夢の雫、黄金の鳥籠
」のレビュー

夢の雫、黄金の鳥籠

篠原千絵

悪女印象が払拭できず、挫折しました

2016年11月16日
私は前からこの作者は悪女好きだと感じていたので。曽根原先生、ナキアなど、こういう悪女程、生き生きしているし。なぜか悪の限りを尽くしたナキアを、処刑しないままだし。作者にとっては、念願のトルコものだし、これも念願の皇后・母后として絶大な権力を振るった、好みの悪女ロクセラーナを、ついに主人公として描ける。しかし、いくら大御所漫画家が、魅力的に描こうとしても、私の中では、ロクセラーナは悪女の印象が拭いきれず。

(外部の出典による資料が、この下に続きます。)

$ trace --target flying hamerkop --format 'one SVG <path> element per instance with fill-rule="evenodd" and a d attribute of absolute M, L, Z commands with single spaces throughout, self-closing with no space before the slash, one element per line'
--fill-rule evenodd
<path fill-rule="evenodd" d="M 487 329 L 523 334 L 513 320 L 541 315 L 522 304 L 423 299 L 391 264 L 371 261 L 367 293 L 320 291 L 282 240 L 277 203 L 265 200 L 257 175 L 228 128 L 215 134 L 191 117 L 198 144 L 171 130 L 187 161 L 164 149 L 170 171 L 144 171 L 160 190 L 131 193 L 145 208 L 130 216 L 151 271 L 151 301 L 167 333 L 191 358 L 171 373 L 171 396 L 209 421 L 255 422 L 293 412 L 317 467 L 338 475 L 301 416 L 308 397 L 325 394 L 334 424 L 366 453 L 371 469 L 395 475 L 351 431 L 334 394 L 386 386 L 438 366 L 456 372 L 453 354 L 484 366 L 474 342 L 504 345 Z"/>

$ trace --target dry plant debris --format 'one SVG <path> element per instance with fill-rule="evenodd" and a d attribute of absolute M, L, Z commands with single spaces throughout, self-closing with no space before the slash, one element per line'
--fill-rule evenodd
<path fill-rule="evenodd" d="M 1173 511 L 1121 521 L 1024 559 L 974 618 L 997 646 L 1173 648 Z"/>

渋澤幸子の「寵妃ロクセラーナ」は、彼女が夫のスレイマン一世が寵愛していた、有能なバヤジットを策謀で退け、無能な我が子セリムを皇帝にしたのも、主にそうしないと我が子が危ういという母性愛から、という解釈にしたいようでしたが。しかし、私はそれだけではなく、彼女自身の権力欲というのも、大いにあったと思います。あの陰謀だらけと予想される、オスマン・トルコ後宮でのし上がるくらいの女性なら、当然、相応の強い権力欲も、備えているだろうと思いますし。実際に、ロクセラーナは相当性格も、強い女性であったようですし。それに、本作では恋仲になるイブラヒムって、最終的にロクセラーナと不和になり、死刑にされている人物ですし。二人の過去の恋愛設定及び、彼の性格は、ほぼ作者流のフィクションと思われ。そして例によって、彼もフェミニスト過ぎる感じで、後宮に女性を斡旋する人物としては違和感がありますし。それから、作者はロクセラーナは史実通りの悪女でもいいじゃん、くらいに思っていそうですが。それでは受け入れられそうにないため、いわば薬用のシロップというか。元は悪女ではなかったのに、愛する男イブラヒムに裏切られて、権力欲の権化となる、哀しい女にでもしたいのかと。私は作者の思惑が読め過ぎてしまったこともあり、何かしらけてしまい、途中で挫折。それに何より、スレイマンが、あり得ない優男の金髪美男なのも、すごく違和感があります。あと密通している時点で、既に悪女。皇帝と会う前からの恋と、美化すれば何とかなる感も、何か嫌です。イブラヒム程、成功欲も強そう、有能な臣下が、皇帝の寵妃と密通なんてハイリスクなことをするかな。私はもうこの時点で、この設定の無茶振りを感じてしまい。また、ついに、この作者も、こういう昼ドラみたいな話を描くようになったのかと複雑でした。イブラヒムとの恋は、プラトニックにでもしておけば良かったような。